Court rejects injured employee's claim arising out of Palace Brawl
Julie Socia sued two Indiana Pacers, Jermaine O'Neal and David Harrison, after she was struck in the head by a thrown chair. As most of the sporting world knows, a 2004 game between the PIstons and Pacers was canceled after the teams, and then spectators, became embroiled in a fracas that caused several injuries. Socia was employed at the Palace and was engaged to provide crowd control as the Pacers left the arena's playing floor. She argued that O'Neal and Harrison re-engaged with the rowdy spectators while leaving the floor and provoked the chair-throwing incident that caused her injury.The Appeals Court affirmed the trial court's dismissal of Socia's legal action without deciding whether the two players had, in fact, acted in the manner Socia alleged.

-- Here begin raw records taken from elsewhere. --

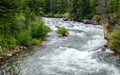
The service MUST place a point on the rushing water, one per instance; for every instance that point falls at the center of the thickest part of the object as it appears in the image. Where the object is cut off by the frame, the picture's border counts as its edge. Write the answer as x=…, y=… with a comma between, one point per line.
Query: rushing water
x=78, y=54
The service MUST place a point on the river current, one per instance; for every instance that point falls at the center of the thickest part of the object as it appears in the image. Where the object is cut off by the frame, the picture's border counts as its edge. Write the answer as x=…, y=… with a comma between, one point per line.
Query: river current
x=78, y=54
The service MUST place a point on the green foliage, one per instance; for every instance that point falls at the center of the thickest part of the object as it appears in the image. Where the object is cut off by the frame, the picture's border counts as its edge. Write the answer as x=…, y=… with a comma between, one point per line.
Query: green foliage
x=62, y=31
x=24, y=37
x=39, y=30
x=8, y=42
x=96, y=18
x=115, y=41
x=49, y=15
x=36, y=41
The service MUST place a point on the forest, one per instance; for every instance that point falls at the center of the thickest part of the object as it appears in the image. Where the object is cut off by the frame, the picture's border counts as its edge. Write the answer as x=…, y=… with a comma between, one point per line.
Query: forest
x=21, y=22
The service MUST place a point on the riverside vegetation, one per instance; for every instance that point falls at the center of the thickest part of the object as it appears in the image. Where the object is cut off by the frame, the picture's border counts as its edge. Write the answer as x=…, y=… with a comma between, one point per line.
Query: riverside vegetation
x=21, y=23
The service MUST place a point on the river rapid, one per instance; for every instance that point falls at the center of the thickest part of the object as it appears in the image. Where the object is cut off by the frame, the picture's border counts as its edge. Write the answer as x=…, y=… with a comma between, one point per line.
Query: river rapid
x=78, y=54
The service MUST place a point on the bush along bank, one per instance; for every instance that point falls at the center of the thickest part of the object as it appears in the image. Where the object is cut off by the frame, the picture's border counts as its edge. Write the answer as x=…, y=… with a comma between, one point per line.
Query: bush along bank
x=20, y=26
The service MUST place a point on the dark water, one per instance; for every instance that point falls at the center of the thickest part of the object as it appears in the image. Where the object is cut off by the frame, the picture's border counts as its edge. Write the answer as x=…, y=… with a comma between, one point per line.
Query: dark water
x=78, y=54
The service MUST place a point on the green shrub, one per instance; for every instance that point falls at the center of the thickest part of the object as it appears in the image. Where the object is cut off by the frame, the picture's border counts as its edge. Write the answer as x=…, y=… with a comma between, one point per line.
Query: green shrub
x=62, y=31
x=49, y=15
x=12, y=42
x=96, y=18
x=36, y=41
x=39, y=30
x=115, y=41
x=24, y=37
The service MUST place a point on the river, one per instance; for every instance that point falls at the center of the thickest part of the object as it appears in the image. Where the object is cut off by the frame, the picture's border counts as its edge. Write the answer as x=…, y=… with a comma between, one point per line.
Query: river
x=78, y=54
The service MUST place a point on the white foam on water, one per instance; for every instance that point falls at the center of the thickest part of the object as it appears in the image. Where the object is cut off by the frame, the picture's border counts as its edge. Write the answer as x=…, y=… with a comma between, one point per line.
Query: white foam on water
x=72, y=60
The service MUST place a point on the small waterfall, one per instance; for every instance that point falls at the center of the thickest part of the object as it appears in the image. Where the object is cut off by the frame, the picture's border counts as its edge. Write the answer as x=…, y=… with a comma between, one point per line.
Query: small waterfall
x=78, y=54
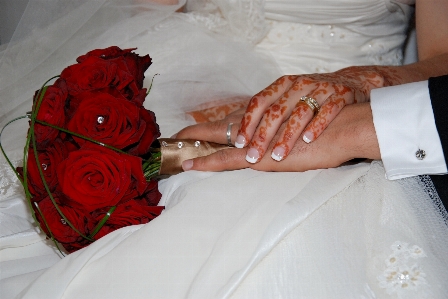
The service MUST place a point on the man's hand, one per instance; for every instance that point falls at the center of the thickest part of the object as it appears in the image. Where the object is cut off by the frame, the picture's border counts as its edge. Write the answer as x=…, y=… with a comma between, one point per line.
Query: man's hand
x=350, y=135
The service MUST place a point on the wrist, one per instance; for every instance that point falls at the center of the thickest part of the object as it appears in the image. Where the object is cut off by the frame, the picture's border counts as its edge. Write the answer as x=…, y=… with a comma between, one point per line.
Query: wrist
x=360, y=135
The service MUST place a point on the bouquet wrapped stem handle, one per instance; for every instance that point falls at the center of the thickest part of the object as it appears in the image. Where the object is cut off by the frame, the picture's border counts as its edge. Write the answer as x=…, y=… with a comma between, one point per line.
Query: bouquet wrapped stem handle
x=175, y=151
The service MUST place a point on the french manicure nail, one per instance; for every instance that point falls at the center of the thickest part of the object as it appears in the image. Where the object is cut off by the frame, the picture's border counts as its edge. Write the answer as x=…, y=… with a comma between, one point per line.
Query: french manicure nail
x=307, y=137
x=187, y=165
x=278, y=153
x=252, y=155
x=240, y=141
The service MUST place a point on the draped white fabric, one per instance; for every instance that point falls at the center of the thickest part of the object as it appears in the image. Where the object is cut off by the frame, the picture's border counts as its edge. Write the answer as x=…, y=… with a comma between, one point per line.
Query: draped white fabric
x=339, y=233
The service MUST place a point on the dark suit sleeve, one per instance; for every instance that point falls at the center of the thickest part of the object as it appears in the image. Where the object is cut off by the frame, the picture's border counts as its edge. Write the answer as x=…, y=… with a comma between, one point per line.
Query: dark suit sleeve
x=438, y=91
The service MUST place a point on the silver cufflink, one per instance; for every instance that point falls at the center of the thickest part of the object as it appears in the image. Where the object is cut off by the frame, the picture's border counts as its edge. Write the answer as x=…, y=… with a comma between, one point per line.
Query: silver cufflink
x=420, y=154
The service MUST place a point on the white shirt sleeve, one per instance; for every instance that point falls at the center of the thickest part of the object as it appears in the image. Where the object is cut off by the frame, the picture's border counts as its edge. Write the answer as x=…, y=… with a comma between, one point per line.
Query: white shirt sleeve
x=406, y=130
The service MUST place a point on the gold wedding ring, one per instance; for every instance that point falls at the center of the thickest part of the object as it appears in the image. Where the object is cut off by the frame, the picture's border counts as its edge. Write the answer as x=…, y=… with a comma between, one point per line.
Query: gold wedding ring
x=312, y=103
x=228, y=134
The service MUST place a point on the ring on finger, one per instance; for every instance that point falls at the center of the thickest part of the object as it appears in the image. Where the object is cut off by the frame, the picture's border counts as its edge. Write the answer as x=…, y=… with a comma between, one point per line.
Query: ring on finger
x=228, y=134
x=312, y=103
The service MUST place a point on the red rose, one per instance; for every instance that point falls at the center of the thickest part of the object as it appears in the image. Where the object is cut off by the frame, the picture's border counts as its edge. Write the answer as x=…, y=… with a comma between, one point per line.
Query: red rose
x=126, y=60
x=150, y=134
x=60, y=229
x=107, y=119
x=50, y=111
x=114, y=121
x=96, y=177
x=50, y=158
x=94, y=73
x=128, y=213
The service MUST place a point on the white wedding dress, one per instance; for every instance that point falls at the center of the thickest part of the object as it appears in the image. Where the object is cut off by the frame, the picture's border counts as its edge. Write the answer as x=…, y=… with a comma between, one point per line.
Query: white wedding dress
x=336, y=233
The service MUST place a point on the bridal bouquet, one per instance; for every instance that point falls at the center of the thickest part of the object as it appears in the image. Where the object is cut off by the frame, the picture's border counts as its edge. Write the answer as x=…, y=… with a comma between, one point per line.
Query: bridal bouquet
x=92, y=151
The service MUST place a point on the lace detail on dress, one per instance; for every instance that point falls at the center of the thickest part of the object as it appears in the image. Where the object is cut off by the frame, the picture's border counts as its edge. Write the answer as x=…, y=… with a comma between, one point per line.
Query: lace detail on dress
x=403, y=275
x=243, y=19
x=427, y=184
x=9, y=183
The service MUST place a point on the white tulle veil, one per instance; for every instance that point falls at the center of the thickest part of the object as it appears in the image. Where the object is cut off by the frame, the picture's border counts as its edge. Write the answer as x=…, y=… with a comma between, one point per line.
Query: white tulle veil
x=197, y=64
x=52, y=33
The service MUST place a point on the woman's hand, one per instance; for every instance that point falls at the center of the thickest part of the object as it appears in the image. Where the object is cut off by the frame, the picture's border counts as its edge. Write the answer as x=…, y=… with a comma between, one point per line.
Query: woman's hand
x=279, y=111
x=350, y=135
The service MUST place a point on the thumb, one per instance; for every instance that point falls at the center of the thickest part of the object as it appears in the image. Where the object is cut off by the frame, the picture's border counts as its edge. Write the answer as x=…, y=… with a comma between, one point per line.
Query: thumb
x=226, y=159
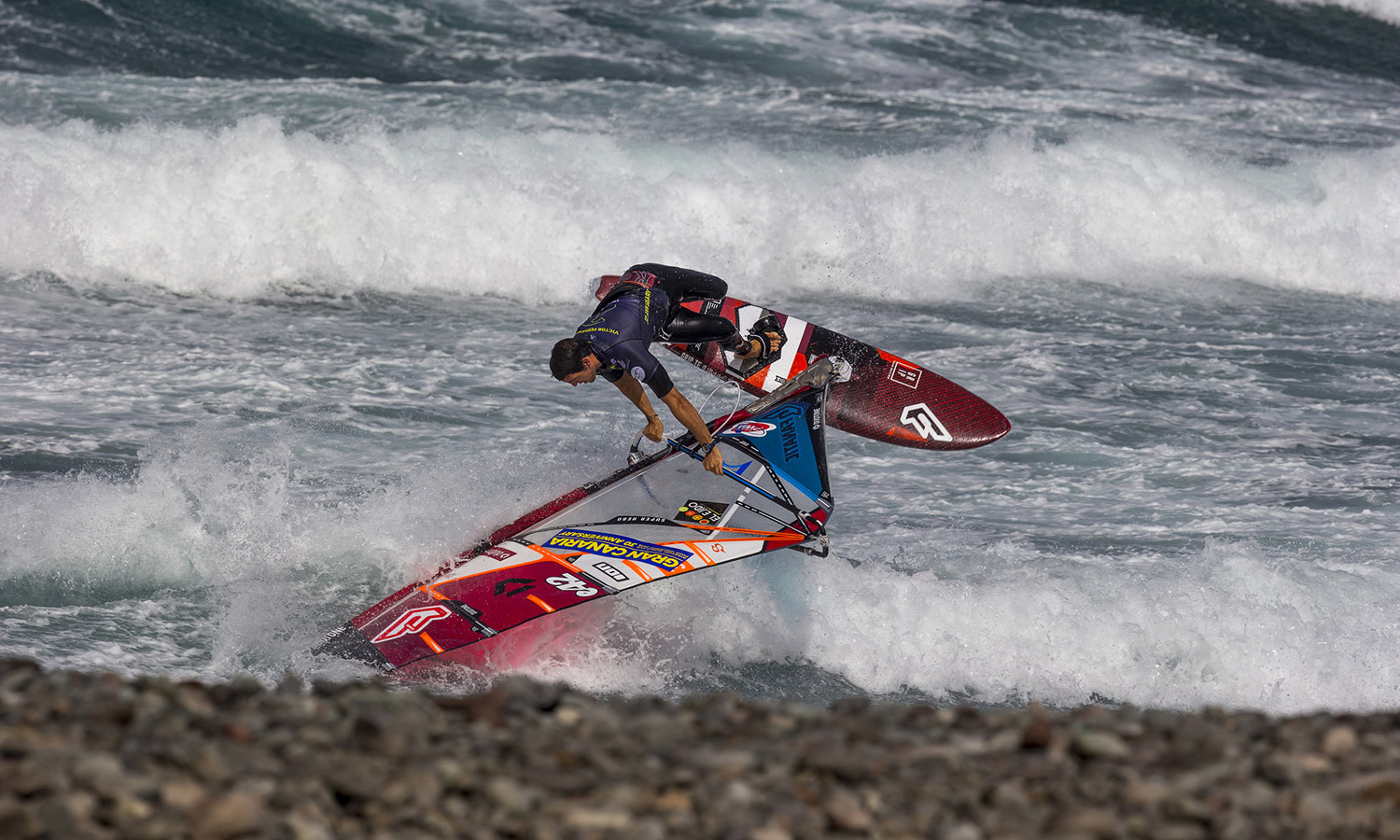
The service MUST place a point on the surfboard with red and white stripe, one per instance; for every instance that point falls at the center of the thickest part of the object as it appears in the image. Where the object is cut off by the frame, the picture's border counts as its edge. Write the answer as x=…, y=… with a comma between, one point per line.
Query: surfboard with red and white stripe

The Courts concluded that regardless of their own behavior while exiting the arena, the two players were not responsible for the criminal behavior of the "fan" who threw the chair. Although Socia's attorneys argued that the players' conduct was manifestly reckless and grossly negligent, the Court ruled as a matter of public policy that they did not "cause" Socia's injury because they "owed her no duty."
The Court relied upon this statement of the law, which is, frankly, a little incomprehensible [we quote it verbatim]: "Duty is requires the defendant to conform to a specific standard of conduct in order to protect others against unreasonable risks of harm." The Court resolved that Socia would have to document facts that showed that she had "entrusted her safety to the control of the defendants" in order to hold them responsible for another person's criminal act.
Seems to us that on some level, every day ordinary people entrust themselves to the safety of the people we come into contact with--in the sense that we trust they will behave resasonably. If my neighbor carelessly provokes third-parties into unsafe behavior by acting outrageously, he--not I--should bear the consequences of his outrageous behavior--at least to the extent that the perpetrator is not collectible. Quite honestly, criminal behavior is very much a part of our world. If it is foreseeable and preventable through the exercise of reasonable behavior, but instead occurs through another party's negligence, there is no justifiable public policy for insulating a negligent actor from responsibility. This is yet another outgrowth of the judicial activism fomented by the Engler Majority when they controlled the Michigan Supreme Court.